With Intel's Developer Forum just days away, an apparently leaked presentation for the event indicates where the chipmaker's processors are headed over the course of the next four years.

The slides obtained by French tech site CanardPlus start off by recapping the imminent launch of Nehalem, which is now officially labeled Core i7 and is the first big break from Intel's traditional architecture. As is increasingly well-known in tech circles, i7 will switch to a new point-to-point bus architecture and return the Pentium 4's Hyperthreading feature, which can sometimes mimic a second core by running more than one code thread at the same time. The technology is already set to be discussed in-depth at the Developer Forum and will launch in the fall with new Core and Xeon desktop processors.

It's here, however, that the presentation veers into largely unfamiliar territory. Apart from planning a chip die shrink to 32 nanometers for i7 due later in 2009, known as Westmere, Intel's next big change in architecture is now set to take place in 2010 with a technology known as Sandy Bridge.

While lightly discussed in the past, Sandy Bridge is now said to focus heavily on vector math — an important component to certain 3D and movie operations and once the strongest selling point of PowerPC-based Macs. The processor design will introduce support for new programming features known as Advanced Vector Extensions, or AVX, which will not only be much more complex with 256 bits of data versus 128 for today's SSE equivalents but will support as many as three or four calculations in one instruction depending on the task at hand.

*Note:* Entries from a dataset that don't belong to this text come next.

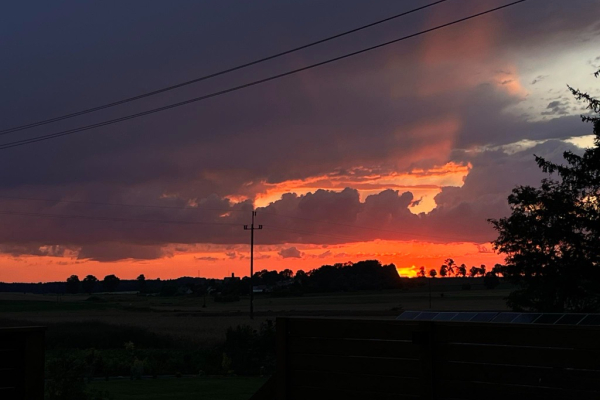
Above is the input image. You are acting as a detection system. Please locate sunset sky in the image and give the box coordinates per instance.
[0,0,600,282]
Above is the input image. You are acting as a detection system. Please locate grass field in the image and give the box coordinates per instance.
[0,287,509,346]
[89,377,267,400]
[0,279,510,400]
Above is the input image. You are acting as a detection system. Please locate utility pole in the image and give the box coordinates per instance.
[244,210,262,319]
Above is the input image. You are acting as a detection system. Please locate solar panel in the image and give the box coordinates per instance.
[492,313,519,324]
[556,314,585,325]
[512,313,542,324]
[415,311,439,321]
[396,311,421,321]
[452,312,477,322]
[433,312,458,321]
[578,314,600,326]
[470,312,498,322]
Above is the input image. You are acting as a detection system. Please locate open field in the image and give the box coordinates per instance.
[90,377,266,400]
[0,280,510,400]
[0,289,509,346]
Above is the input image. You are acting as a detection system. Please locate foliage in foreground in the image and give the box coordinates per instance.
[490,71,600,312]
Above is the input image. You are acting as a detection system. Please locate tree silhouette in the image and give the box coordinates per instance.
[440,264,448,278]
[67,275,79,294]
[490,70,600,312]
[444,258,456,275]
[102,275,121,292]
[81,275,98,294]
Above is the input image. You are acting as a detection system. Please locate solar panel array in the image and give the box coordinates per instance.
[396,311,600,326]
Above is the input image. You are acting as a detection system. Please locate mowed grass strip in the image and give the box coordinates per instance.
[89,377,268,400]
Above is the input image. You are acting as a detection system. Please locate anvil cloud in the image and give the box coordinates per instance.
[0,0,600,280]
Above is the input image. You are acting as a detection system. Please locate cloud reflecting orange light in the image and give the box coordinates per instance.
[0,239,502,282]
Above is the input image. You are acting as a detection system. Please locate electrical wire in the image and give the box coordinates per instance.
[0,211,239,226]
[0,0,527,150]
[0,0,449,135]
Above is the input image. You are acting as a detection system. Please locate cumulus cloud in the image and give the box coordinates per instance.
[277,247,304,258]
[0,0,600,261]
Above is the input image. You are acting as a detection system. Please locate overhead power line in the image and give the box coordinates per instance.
[0,196,248,212]
[0,211,239,226]
[0,0,527,150]
[0,0,449,135]
[0,196,482,240]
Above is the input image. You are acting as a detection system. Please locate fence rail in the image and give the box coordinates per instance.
[271,318,600,400]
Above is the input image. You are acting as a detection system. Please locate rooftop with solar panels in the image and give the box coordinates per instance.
[396,311,600,326]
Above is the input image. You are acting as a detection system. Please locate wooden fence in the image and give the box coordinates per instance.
[268,318,600,400]
[0,327,45,400]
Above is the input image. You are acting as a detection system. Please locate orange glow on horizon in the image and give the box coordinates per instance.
[0,240,502,282]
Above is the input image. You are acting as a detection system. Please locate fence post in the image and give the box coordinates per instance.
[275,318,289,400]
[412,321,436,400]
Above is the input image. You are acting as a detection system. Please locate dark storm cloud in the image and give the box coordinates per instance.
[0,0,599,261]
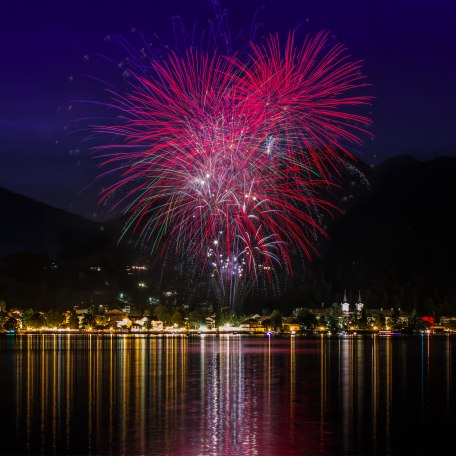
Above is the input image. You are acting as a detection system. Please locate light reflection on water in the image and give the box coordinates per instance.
[0,334,456,455]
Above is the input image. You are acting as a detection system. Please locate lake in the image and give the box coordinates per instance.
[0,334,456,455]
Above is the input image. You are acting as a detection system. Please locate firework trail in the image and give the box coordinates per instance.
[94,27,370,305]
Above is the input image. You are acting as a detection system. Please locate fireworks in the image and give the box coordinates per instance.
[95,33,370,308]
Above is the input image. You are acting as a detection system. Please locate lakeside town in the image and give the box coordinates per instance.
[0,293,456,335]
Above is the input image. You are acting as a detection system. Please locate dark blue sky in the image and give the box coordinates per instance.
[0,0,456,219]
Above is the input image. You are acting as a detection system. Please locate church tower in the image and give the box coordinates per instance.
[340,290,350,313]
[355,290,364,312]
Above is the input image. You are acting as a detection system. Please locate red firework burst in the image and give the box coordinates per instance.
[91,33,370,294]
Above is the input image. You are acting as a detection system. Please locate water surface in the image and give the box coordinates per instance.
[0,334,456,456]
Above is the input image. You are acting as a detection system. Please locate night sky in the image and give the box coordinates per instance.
[0,0,456,220]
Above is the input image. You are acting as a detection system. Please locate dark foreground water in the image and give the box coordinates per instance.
[0,335,456,456]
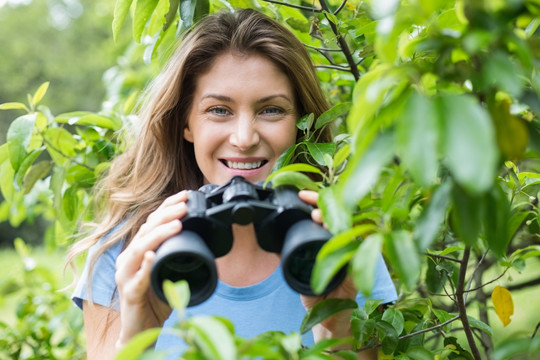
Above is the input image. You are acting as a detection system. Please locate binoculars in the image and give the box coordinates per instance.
[151,176,346,306]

The overhaul of Intel's chip design will also be built with the capability to handle at least eight cores on a single chip and will have much less Level 2 memory cache than today, at just 512KB per core, in return for 16MB of Level 3 to be distributed among all the cores. This architecture will be shrunk sometime in 2011 when it's known as Ivy Bridge, according to Intel.

For future processors, the Santa Clara, Calif.-based company has less detail but vows a breakthrough at least as significant as Sandy Bridge. Nicknamed Haswell, it will have "revolutionary" power management, an all-new approach to caching, and the option of dedicated vector coprocessors in a package separate from the main processor. It will also be the first Intel chip to support Fused Multiply-Add instructions that, as the name suggests, include math with both additions and multiplications in a lone instruction.

Intel isn't expected to confirm at least some of these details for either Sandy Bridge or Haswell ahead of the Developer Forum, which starts August 19th in San Francisco. With both processor generations not due for at least another two years, though, the presentations made at the event will, for now, be the best look at where mainstream computers will be in the future.